Ils se font courir après par les nuages dans la tranquillité du soir.

Un cigarillo, vanille, un dollar, dans la main gauche,
Un verre dans la main droite. Les bras sur les rebords de mon bain chaud.
Le temps se barre dans la fumée d’un Swisher Sweet à un dollar,
                                 dans l’eau, miroir qui devient noir
                                 dans les spiritueux et les liqueurs du comptoir.

Les heures et les semaines passent et les avions aussi.
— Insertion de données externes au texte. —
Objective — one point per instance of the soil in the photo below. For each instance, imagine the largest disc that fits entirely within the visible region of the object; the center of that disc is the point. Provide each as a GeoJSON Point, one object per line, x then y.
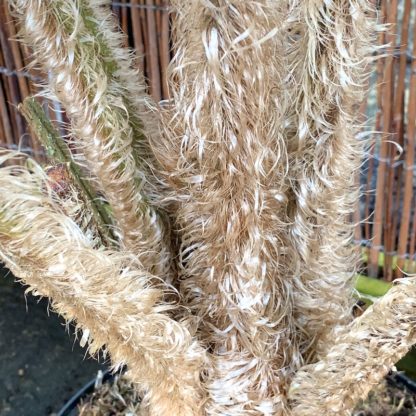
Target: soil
{"type": "Point", "coordinates": [41, 364]}
{"type": "Point", "coordinates": [118, 398]}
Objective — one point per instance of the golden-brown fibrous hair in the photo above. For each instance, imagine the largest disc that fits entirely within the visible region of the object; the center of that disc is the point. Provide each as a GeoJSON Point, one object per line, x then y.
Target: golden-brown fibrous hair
{"type": "Point", "coordinates": [360, 357]}
{"type": "Point", "coordinates": [225, 158]}
{"type": "Point", "coordinates": [68, 42]}
{"type": "Point", "coordinates": [327, 57]}
{"type": "Point", "coordinates": [116, 304]}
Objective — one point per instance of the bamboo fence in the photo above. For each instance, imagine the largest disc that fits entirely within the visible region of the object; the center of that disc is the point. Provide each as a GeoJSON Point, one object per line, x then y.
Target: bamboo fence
{"type": "Point", "coordinates": [387, 208]}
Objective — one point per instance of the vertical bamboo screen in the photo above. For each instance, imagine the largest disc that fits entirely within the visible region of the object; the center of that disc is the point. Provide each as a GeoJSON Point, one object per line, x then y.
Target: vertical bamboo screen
{"type": "Point", "coordinates": [389, 176]}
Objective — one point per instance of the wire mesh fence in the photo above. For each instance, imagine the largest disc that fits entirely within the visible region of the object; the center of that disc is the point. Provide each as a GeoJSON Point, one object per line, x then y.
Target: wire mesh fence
{"type": "Point", "coordinates": [386, 211]}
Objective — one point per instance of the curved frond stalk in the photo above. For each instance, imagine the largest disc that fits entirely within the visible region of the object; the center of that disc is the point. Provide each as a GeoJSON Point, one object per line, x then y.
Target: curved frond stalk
{"type": "Point", "coordinates": [144, 113]}
{"type": "Point", "coordinates": [59, 153]}
{"type": "Point", "coordinates": [225, 159]}
{"type": "Point", "coordinates": [328, 51]}
{"type": "Point", "coordinates": [86, 84]}
{"type": "Point", "coordinates": [360, 357]}
{"type": "Point", "coordinates": [117, 305]}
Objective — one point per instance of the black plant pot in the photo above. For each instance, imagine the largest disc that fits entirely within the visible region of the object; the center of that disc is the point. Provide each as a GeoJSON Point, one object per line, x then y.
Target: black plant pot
{"type": "Point", "coordinates": [71, 406]}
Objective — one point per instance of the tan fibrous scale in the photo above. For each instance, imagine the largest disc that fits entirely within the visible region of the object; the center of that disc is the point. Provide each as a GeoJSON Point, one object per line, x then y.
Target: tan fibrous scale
{"type": "Point", "coordinates": [116, 304]}
{"type": "Point", "coordinates": [328, 51]}
{"type": "Point", "coordinates": [68, 38]}
{"type": "Point", "coordinates": [225, 158]}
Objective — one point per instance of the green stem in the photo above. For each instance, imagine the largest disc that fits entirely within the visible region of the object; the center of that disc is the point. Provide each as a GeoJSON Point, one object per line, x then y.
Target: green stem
{"type": "Point", "coordinates": [58, 152]}
{"type": "Point", "coordinates": [371, 287]}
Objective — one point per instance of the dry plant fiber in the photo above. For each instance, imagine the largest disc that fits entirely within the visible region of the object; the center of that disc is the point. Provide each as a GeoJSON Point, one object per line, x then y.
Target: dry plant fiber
{"type": "Point", "coordinates": [116, 303]}
{"type": "Point", "coordinates": [67, 40]}
{"type": "Point", "coordinates": [224, 157]}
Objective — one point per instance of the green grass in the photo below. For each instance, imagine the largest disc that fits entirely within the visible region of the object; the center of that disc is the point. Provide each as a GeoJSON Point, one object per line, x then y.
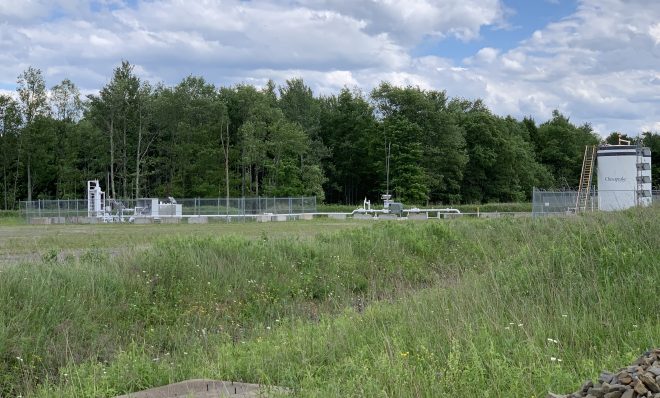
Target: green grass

Moi, je suis dans le jacuzzi et je refuse d’y croire
Mais je bois quand même mon gin, je tire quand même sur mon Swisher Sweet à un dollar.

Les pleurs et gémissements très particuliers de la gamine des voisins interrompent le silence.
C’est elle quand c’est pas les clébards. Je ne l’ai jamais vu cette gamine, mais comme un ornithologue, je reconnais ces cris, stridents, saccadés, idiosyncratiques.
                Elle se tait enfin ou quitte le jardin.
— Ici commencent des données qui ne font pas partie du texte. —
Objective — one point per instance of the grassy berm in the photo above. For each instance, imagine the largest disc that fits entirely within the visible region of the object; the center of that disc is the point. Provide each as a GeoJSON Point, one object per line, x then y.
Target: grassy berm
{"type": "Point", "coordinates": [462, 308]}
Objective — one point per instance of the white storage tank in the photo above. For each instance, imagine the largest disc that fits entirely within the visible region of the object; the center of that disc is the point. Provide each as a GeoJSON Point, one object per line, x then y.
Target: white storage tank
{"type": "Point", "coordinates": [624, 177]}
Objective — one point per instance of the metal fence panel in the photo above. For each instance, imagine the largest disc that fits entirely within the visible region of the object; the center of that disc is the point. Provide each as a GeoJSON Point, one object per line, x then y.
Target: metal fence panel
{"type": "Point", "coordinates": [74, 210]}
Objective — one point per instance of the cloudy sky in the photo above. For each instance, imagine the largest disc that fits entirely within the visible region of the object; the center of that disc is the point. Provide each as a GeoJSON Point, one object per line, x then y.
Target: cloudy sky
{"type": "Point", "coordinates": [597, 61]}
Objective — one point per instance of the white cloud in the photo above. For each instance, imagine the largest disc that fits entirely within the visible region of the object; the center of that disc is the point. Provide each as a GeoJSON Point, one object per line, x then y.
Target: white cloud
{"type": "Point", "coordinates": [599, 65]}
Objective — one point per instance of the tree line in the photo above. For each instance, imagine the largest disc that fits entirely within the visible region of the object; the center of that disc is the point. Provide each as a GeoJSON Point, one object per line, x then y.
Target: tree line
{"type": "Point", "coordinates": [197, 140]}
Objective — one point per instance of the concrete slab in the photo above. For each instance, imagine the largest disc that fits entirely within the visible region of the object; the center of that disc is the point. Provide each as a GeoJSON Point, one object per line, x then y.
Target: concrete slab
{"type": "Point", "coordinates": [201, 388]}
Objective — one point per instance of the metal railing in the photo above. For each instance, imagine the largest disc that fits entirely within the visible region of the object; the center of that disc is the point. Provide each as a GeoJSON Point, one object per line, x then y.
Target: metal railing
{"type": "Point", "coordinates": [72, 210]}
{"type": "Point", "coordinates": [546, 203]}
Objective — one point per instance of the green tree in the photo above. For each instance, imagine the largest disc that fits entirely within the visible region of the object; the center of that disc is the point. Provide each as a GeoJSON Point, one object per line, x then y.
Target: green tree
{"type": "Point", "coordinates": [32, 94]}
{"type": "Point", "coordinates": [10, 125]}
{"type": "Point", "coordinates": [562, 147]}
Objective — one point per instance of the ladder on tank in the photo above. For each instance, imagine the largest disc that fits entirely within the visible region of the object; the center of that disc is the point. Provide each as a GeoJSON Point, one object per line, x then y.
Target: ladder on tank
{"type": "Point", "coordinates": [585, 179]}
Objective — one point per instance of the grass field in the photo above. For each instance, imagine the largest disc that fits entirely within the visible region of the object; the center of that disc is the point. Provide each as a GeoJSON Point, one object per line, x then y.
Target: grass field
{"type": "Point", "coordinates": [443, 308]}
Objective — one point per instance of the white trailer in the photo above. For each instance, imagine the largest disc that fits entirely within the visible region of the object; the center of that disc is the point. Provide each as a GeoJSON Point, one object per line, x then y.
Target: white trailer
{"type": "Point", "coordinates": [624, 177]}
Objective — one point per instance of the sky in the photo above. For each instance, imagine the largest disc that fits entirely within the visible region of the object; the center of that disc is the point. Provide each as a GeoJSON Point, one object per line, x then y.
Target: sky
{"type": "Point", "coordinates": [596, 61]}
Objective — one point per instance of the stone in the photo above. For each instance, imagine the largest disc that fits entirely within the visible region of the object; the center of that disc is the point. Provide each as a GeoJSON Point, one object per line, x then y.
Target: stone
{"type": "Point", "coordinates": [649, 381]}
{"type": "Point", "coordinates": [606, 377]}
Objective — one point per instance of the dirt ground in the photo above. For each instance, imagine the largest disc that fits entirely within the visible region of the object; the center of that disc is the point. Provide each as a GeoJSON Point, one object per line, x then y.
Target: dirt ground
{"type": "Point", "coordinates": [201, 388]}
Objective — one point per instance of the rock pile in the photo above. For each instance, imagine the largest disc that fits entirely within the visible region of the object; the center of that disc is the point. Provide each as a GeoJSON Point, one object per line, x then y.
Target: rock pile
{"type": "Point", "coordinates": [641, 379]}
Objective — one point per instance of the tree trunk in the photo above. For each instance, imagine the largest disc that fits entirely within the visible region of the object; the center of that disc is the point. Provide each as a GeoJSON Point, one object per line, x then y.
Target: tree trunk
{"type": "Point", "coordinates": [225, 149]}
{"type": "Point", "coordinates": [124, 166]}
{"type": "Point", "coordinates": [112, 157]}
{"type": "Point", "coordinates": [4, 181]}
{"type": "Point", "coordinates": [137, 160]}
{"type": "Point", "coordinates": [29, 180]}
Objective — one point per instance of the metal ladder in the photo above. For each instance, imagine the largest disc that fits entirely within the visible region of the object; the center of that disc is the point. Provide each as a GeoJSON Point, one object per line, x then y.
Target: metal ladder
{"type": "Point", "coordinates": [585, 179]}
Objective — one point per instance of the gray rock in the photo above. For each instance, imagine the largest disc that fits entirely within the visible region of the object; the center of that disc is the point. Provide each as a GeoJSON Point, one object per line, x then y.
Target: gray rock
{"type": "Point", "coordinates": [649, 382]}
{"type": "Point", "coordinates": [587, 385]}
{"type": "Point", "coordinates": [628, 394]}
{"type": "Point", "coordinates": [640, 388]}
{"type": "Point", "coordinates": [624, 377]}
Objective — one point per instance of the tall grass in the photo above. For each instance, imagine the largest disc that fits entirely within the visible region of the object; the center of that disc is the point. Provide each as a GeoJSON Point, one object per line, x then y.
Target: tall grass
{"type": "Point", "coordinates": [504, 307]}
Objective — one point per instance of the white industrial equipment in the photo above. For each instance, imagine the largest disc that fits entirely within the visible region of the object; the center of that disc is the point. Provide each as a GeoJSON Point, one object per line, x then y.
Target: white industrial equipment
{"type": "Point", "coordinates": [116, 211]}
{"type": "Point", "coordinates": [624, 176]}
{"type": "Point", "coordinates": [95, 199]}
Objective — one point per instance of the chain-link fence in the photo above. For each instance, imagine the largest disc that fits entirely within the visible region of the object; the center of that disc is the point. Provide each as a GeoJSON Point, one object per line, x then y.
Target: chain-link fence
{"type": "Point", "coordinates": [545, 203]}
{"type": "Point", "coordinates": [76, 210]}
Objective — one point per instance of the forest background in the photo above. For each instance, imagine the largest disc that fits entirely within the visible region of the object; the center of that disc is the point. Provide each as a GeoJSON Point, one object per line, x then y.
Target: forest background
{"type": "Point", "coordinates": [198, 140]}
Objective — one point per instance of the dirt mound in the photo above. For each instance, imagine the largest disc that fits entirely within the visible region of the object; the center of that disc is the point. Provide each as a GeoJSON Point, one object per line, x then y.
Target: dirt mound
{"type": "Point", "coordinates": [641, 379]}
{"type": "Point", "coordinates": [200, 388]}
Le temps n’a jamais paru aussi lent, aussi essentiel
comme l’encre d’un nouveau ruban, comme le bruit métallique, identique à chaque lettre, sur une machine à ------.

Le temps n’a jamais paru aussi lent, et le gin me fait croire que sous l’eau qui reflète le ciel foncé-cyan, il y a des alligators de la Nouvelle-Orléans.

                Dernière gorgée et dernière latte, j’ai plus que le ciel qui devient noir
                mais on ne prend rien à celui qui est à poil.